A nivel de salud se siente muy cansada y con poca energía. La llevaron por fin al oncólogo y al médico cardiovascular. Ya le sacaron el reservorio de la pierna con anestesia local, y la operación fue bien y rápida. Aún así, dice que necesita el apoyo de la silla de ruedas, ya que se siente débil y le falla el corazón. También dice que la quimio le dañó los intestinos, y eso ocasiona que mucha comida le siente mal. Lleva desde el 31 de mayo esperando el informe del oncólogo, cosa que le parece bastante rara. Desde la cárcel le dicen que estos informes no han llegado, pero ella empieza a pensar que no es verdad, y que no se los entregan (o retrasan esta entrega todo lo posible) para que no tenga argumentos «justificados» de su estado de salud que puedan favorecer a que le den la libertad.

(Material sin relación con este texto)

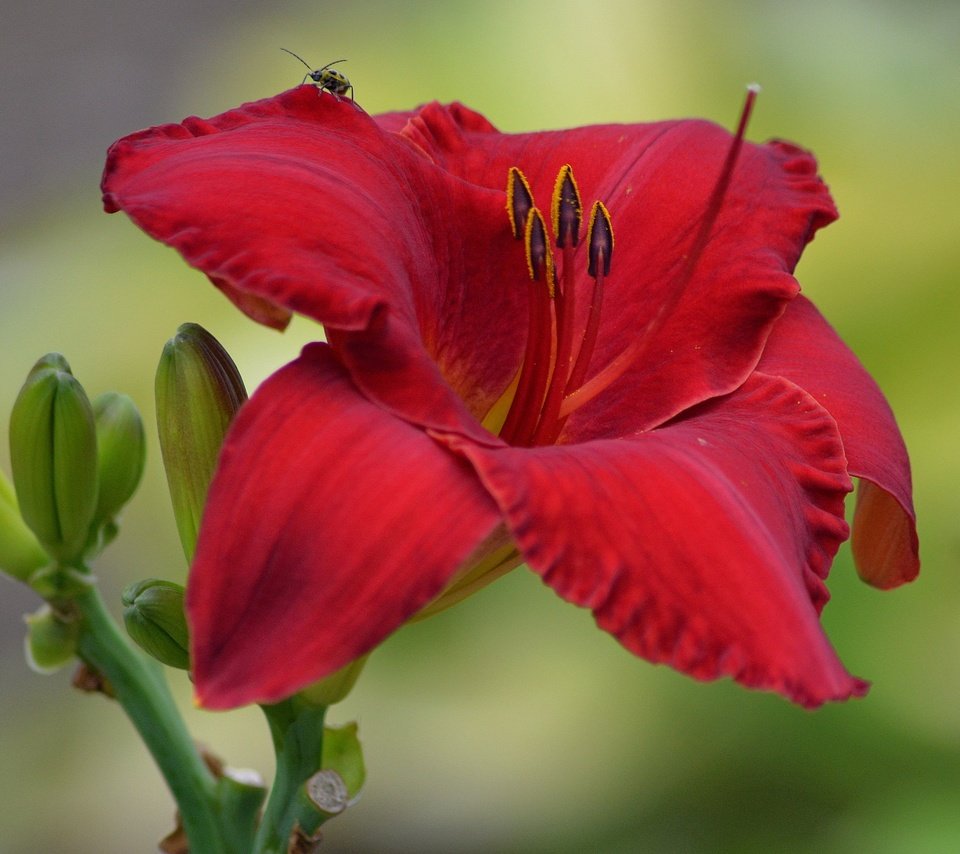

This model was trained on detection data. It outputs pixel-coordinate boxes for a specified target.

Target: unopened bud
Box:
[10,353,97,563]
[121,578,190,670]
[93,391,147,541]
[0,472,49,581]
[156,323,247,561]
[24,605,80,674]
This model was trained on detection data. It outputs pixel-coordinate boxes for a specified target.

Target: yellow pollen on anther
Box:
[507,166,533,240]
[523,208,554,299]
[550,163,583,246]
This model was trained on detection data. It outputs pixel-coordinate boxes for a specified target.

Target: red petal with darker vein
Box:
[103,93,835,441]
[103,86,525,439]
[760,297,920,588]
[449,374,866,707]
[404,104,837,434]
[187,344,500,709]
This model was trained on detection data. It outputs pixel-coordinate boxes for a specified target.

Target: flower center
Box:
[484,84,759,447]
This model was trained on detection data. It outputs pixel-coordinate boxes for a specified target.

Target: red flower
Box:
[103,86,918,708]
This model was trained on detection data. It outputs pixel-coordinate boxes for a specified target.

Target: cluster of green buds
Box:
[0,323,366,708]
[0,353,146,673]
[0,353,146,580]
[0,324,247,672]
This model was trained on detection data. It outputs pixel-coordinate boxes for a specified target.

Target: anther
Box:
[587,202,613,278]
[550,163,583,249]
[523,208,554,288]
[507,166,533,240]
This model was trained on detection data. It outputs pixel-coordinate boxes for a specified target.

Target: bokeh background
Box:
[0,0,960,854]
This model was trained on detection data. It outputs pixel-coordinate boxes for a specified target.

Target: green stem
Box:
[73,587,230,854]
[254,697,327,854]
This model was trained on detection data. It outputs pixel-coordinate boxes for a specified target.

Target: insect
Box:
[280,47,354,101]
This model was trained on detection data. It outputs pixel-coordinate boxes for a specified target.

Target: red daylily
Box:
[103,86,918,708]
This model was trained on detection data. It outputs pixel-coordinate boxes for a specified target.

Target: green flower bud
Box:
[10,353,97,563]
[156,323,247,561]
[0,472,49,581]
[121,578,190,670]
[24,605,80,674]
[93,391,147,525]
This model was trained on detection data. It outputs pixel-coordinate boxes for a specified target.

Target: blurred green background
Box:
[0,0,960,854]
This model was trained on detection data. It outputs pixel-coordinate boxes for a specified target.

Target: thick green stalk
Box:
[254,697,327,854]
[72,587,229,854]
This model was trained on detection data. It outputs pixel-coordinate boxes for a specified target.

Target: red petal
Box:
[103,94,835,441]
[404,105,837,434]
[760,297,920,588]
[187,345,500,709]
[103,86,525,432]
[442,374,866,707]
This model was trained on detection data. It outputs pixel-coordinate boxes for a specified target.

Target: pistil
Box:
[500,84,759,447]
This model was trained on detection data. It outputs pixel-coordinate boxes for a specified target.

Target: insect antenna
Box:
[280,47,314,71]
[319,59,346,71]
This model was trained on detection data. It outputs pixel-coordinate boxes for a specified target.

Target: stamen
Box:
[587,202,613,277]
[550,163,583,249]
[523,208,554,288]
[559,83,760,419]
[500,208,556,445]
[507,166,533,240]
[566,202,614,394]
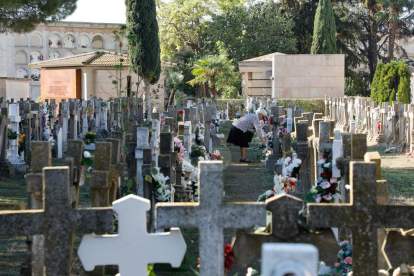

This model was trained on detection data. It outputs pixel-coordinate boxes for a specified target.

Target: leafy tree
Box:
[125,0,161,120]
[158,0,246,60]
[206,2,297,63]
[371,61,411,104]
[189,51,235,98]
[378,0,414,62]
[0,0,77,33]
[311,0,337,54]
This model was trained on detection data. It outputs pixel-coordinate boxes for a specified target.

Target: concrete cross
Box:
[0,167,113,276]
[155,161,266,276]
[78,195,187,276]
[233,194,339,266]
[308,161,414,276]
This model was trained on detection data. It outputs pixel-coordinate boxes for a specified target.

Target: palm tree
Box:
[167,72,184,106]
[188,55,234,98]
[378,0,414,62]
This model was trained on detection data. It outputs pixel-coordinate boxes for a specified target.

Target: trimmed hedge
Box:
[217,98,325,120]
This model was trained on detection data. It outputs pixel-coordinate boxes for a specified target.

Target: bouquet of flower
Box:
[174,137,187,163]
[333,241,352,275]
[210,150,223,161]
[282,153,302,177]
[190,145,208,160]
[277,119,287,143]
[18,134,26,154]
[195,122,204,145]
[8,128,19,140]
[145,168,171,202]
[305,153,341,203]
[83,132,96,145]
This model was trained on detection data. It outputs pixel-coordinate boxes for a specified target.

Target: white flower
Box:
[323,195,332,201]
[285,157,292,166]
[320,181,331,189]
[316,159,325,165]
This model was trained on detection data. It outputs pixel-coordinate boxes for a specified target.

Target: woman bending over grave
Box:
[227,109,267,163]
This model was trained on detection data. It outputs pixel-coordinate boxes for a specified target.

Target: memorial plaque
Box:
[41,69,81,102]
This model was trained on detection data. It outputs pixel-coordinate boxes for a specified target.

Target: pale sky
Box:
[63,0,126,23]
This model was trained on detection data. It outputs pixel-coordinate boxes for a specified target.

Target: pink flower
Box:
[323,195,332,201]
[320,181,331,189]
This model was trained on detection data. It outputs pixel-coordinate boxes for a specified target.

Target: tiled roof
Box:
[29,51,176,68]
[240,52,286,62]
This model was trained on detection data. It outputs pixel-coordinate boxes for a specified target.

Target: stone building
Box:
[0,22,128,99]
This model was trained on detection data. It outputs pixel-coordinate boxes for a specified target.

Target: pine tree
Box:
[311,0,337,54]
[125,0,161,120]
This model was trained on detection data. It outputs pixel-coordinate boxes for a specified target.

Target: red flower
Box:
[224,244,234,273]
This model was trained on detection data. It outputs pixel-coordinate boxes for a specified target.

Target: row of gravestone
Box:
[325,97,414,152]
[0,158,414,276]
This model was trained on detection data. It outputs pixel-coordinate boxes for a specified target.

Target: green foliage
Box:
[189,47,236,98]
[0,0,77,33]
[205,2,297,63]
[126,0,161,84]
[311,0,337,54]
[371,61,411,104]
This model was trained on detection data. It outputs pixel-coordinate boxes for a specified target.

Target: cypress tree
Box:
[311,0,337,55]
[125,0,161,120]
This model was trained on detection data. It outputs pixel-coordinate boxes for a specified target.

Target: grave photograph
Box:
[0,0,414,276]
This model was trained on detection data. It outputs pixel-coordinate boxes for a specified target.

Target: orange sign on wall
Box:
[40,69,81,102]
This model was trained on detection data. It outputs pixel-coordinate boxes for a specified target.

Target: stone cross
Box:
[78,195,186,276]
[155,161,266,276]
[91,142,116,207]
[308,161,414,276]
[0,167,113,276]
[233,194,339,266]
[261,243,319,276]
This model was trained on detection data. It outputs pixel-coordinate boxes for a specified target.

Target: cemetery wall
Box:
[239,54,345,99]
[0,77,30,99]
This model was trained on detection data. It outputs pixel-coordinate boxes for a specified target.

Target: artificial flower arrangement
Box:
[174,137,187,163]
[305,153,341,203]
[210,150,223,161]
[84,132,96,145]
[333,241,352,275]
[145,167,171,202]
[257,153,302,202]
[18,134,26,154]
[195,122,205,145]
[277,119,287,144]
[190,145,208,160]
[7,128,19,140]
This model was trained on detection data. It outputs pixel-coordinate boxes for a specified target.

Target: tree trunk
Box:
[144,78,151,122]
[368,8,378,83]
[388,20,397,62]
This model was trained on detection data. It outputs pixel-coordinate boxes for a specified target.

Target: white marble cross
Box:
[262,243,319,276]
[155,161,266,276]
[78,195,187,276]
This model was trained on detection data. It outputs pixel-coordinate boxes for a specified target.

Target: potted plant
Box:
[83,132,96,150]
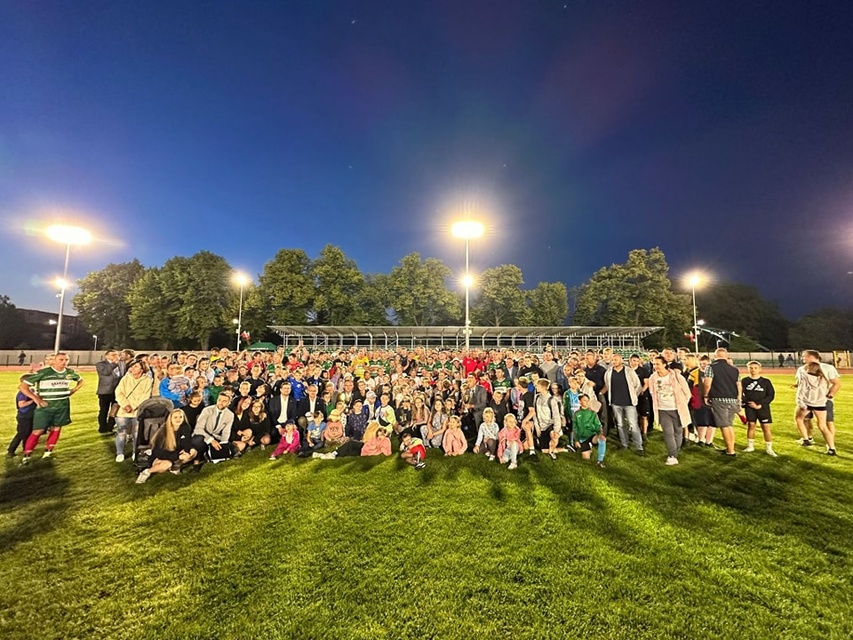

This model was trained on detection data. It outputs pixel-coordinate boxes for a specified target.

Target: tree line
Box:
[0,244,853,351]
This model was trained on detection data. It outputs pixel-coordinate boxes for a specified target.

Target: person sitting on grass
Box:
[136,409,198,484]
[299,409,326,456]
[400,427,426,469]
[474,407,500,462]
[572,393,607,469]
[496,413,521,470]
[740,360,778,458]
[442,416,468,456]
[270,420,300,460]
[6,375,36,458]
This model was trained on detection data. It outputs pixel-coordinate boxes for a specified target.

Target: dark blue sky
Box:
[0,0,853,318]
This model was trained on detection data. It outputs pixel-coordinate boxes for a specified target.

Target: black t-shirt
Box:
[610,367,634,407]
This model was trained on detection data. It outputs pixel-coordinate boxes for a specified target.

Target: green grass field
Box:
[0,373,853,640]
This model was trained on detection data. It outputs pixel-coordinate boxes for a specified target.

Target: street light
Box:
[233,272,251,352]
[687,272,707,353]
[450,220,483,351]
[45,224,92,353]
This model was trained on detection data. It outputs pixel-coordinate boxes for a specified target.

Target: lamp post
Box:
[45,224,92,353]
[234,273,250,353]
[687,273,705,353]
[450,220,483,351]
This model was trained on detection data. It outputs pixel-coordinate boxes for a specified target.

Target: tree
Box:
[471,264,529,327]
[386,252,460,326]
[529,282,569,327]
[160,251,233,350]
[127,267,176,349]
[72,260,145,347]
[311,244,365,325]
[788,309,853,351]
[574,247,693,344]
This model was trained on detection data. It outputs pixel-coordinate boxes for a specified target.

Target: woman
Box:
[249,398,271,451]
[136,409,197,484]
[795,362,837,456]
[115,360,156,462]
[649,356,690,466]
[441,416,468,456]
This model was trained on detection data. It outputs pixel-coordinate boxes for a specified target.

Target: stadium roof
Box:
[269,325,661,349]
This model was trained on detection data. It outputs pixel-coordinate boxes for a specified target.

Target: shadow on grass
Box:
[0,460,72,553]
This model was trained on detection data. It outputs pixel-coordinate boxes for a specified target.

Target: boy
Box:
[741,360,778,458]
[400,433,426,469]
[572,393,607,469]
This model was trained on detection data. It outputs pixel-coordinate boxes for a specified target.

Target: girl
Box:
[441,416,468,456]
[474,407,500,462]
[136,409,197,484]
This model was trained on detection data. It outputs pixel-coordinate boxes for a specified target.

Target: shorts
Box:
[711,398,740,428]
[33,401,71,431]
[744,405,773,424]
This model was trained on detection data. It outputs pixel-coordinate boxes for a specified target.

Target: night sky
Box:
[0,0,853,319]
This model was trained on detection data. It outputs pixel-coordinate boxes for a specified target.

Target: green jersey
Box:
[27,367,81,404]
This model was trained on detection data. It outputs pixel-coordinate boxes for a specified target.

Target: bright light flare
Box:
[45,224,92,245]
[450,220,483,240]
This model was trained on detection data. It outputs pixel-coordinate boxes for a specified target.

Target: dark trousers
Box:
[98,393,116,433]
[9,411,35,454]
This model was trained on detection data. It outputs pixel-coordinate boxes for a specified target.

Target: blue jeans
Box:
[610,404,643,451]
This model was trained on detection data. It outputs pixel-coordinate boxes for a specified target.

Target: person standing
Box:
[741,360,777,458]
[702,347,742,457]
[18,352,83,464]
[95,349,121,435]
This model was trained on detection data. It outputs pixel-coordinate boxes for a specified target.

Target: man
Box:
[741,360,777,458]
[18,352,83,465]
[192,389,236,472]
[704,347,742,457]
[95,349,121,435]
[794,349,841,447]
[604,353,644,456]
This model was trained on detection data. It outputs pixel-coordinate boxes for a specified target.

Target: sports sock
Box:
[24,433,41,456]
[44,429,62,451]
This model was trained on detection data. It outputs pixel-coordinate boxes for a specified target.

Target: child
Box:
[270,420,299,460]
[474,407,500,462]
[441,416,468,456]
[741,360,778,458]
[6,376,36,458]
[496,412,521,471]
[400,430,426,469]
[572,393,607,469]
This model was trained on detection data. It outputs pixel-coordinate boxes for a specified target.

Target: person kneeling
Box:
[572,393,607,468]
[136,409,197,484]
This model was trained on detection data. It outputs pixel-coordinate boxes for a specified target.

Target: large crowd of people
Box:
[8,344,841,483]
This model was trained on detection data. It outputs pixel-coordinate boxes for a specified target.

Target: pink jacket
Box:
[498,427,521,460]
[441,429,468,456]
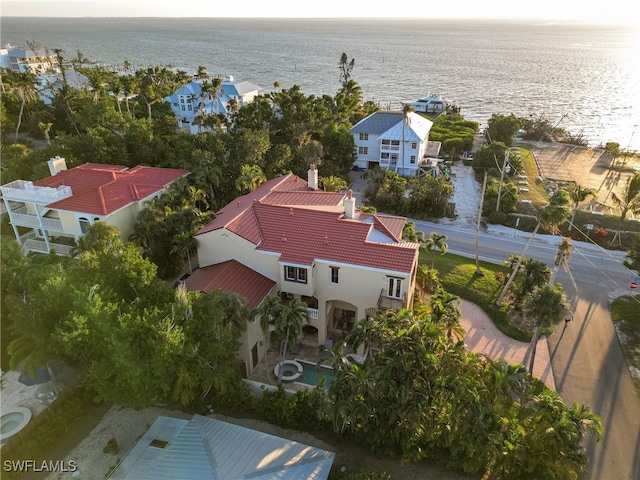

Carmen nos explica que hace poco falleció un preso allí en Zuera. El hombre estaba bajo de defensas y pilló legionela. Comenta que pasaron 3 días hasta que se hizo publico, y que este es solo un caso mas de desatención médica. Que a menudo les ponen problemas para ir al hospital. Con palabras textuales de la compañera: «No nos dejan ir al hospital, la atención médica es vergonzosa, y solo nos sacan para morir. No porque les importe que nos muramos, no, no es eso. Es para que no aumente el número de fallecidos en instituciones penitenciarias y suba la estadística

El próximo noviembre Carmen tenía un juicio contra una carcelera del CP Ponent. Pero le comunicaron a su abogado (el cual llamó al CP Ponent a petición de Carmen, para saber cómo estaba el tema) que el juicio había quedado anulado ya que la carcelera había retirado la denuncia. Aún así, Carmen no ha recibido ninguna notificación de este hecho, por lo que ahora está insistiendo para que se lo notifiquen formalmente. No descarta la posibilidad que no quieran notificárselo para que así ella no asista al juicio y este se celebre sin que ella pueda defenderse.

Comenta que en Zuera no se habla mucho de la huelga de hambre colectiva ni de las 12 reivindicaciones, ya que la gente tiene miedo a las represalias y los traslados, como ha ocurrido recientemente con un preso en lucha que estaba en Zuera. Aún así, dice que ella seguirá luchando aun sabiendo las consequencias que puede llebarle. Nos recuerda que sigue haciendo los ayunos para reivindicar los 12 puntos, el dia 1 y 15 de casa mes. Incluso dice que si no avanza la situación en relación a los informes médicos y no le empiezan a conceder permisos de salida, se está planteando iniciar una nueva huelga de hambre indefinida, como ya hizo estando en Lleida (gracias a la cual, por lo menos consiguió el traslado a Zuera). Ya que ve como pasa desesperadamente el tiempo, y ya lleva encerrada 13 largos años sin pisar ni un día la calle.

Os seguimos animando a escribirle; seguro que le gustará recibir muestras de apoyo. ¡No dejemos solas a las presas!